The classic triumph of hope over experience
Your expectations are set so high that your brain looks at things through rose-tinted glasses. When faced with reality though, the disappointment is horrid.
Disastrous Results and Emotional Suffering
The consequences can be as big as the financial crisis of 2008 that led to the Great Recession. Cognitive neuroscientist and optimism expert Tali Sharot posits that the optimism bias was “one of the core causes of the financial downfall in 2008. Financial analysts and investors had unrealistic expectations of financial growth and success. Banks continued to engage in high-risk decision-making and contributed to the growing economic bubble and its ultimate crash.
While optimism is considered good for mental and physical health because it makes you cheerful, happy, and resilient to obstacles, these facts do not take into account the pain caused by disappointment when these hopes come crashing down (which is bound to happen sometimes). For optimists, disappointment may eventually dominate the anticipatory feelings of expecting the best, so happiness starts to fall.
“... we’ve all been raised by television to believe that one day we’d all be millionaires and movie gods, and rock stars, but we won’t and we’re slowly learning that fact. And we’re very very pissed off.” -Tyler Durden (Fight Club)

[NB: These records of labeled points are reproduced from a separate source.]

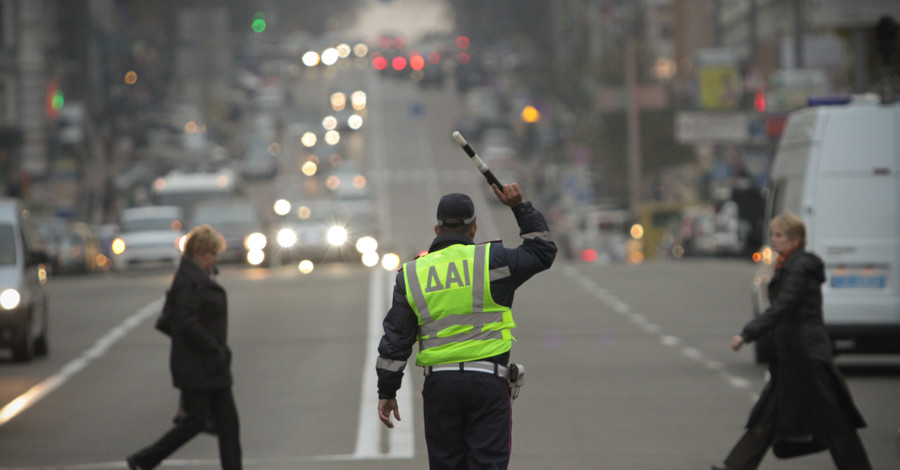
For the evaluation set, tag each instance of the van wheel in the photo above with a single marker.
(764, 349)
(23, 346)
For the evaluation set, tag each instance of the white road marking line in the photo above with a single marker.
(99, 348)
(641, 321)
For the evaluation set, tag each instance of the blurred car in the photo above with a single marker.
(322, 230)
(149, 236)
(72, 246)
(259, 162)
(23, 300)
(239, 221)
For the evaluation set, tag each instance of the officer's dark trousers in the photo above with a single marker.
(468, 421)
(198, 406)
(847, 450)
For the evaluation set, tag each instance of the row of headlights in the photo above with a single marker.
(255, 244)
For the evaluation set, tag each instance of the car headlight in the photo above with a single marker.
(255, 241)
(286, 238)
(118, 246)
(9, 299)
(336, 235)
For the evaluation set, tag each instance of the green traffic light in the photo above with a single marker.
(259, 22)
(57, 101)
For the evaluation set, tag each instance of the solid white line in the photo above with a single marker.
(99, 348)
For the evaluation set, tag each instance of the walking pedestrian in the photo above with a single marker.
(199, 360)
(806, 406)
(456, 302)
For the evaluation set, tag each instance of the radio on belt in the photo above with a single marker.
(516, 379)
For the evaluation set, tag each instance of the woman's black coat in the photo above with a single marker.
(810, 394)
(199, 358)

Actually, it might even be better to be a pessimist than an optimist. This view receives implicit support from Nobel Prize winner Daniel Kahneman and his late colleague, Amos Tversky. According to their concept of loss aversion, we feel twice as much pain from losses than we experience joy from equal gains.

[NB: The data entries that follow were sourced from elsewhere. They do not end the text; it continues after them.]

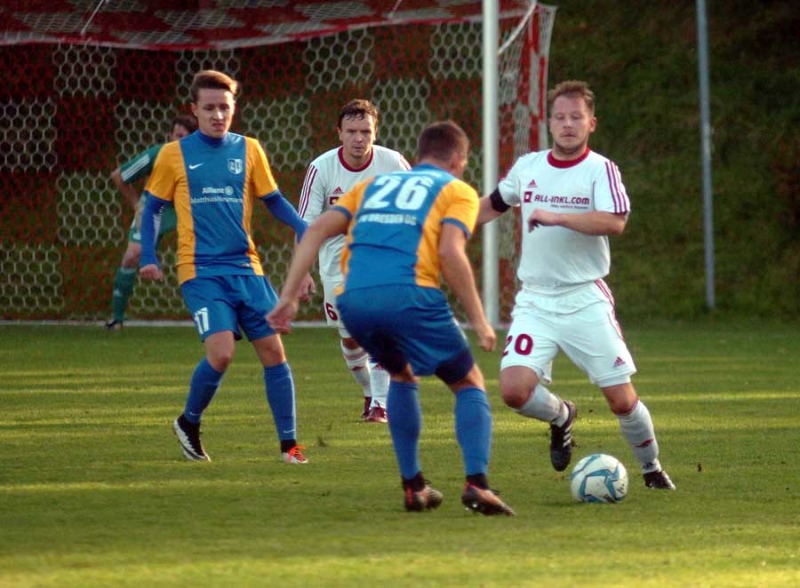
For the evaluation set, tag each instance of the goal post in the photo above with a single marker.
(86, 92)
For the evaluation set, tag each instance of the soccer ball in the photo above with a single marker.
(599, 478)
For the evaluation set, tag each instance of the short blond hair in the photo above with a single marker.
(210, 79)
(572, 89)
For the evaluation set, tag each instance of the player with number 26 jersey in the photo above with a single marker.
(403, 213)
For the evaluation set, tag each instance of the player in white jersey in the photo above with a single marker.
(328, 177)
(571, 199)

In some cases, the consequence may even be so big, that whatever little happiness optimists may acquire would stand meaningless— like in the case of climate change. Yes, optimistic bias actually causes people to misread messages regarding climate change. Again, they feel like it may harm ‘others’ but not them. This can be because of two reasons. People either undergo spatial or temporal biases that make them feel disconnected from the problem.
For instance, they might feel climate change will affect the future generations and children and not them (temporal bias). They may also see the pictures of polar bears and melting glaciers and conclude that the problem affects a different geographical location than theirs (spatial bias).
A study can corroborate the fact that optimists and non-optimists interpret climate messages differently. It seems, therefore, that optimists spend less time fixating on arguments for climate change than non-optimists, they frame the recall of the overall articles differently to non-optimists, and they feel less personally threatened by climate change.
There is sufficient evidence that optimism bias is causing a delay in action against climate change. Now, what’s the use of delusional happiness if we all are going to end up dead?
Maybe, it is time to re-evaluate our society that pushes for blind optimism and validates only positive news ignoring the rest. It’s time we engage with some constructive realism.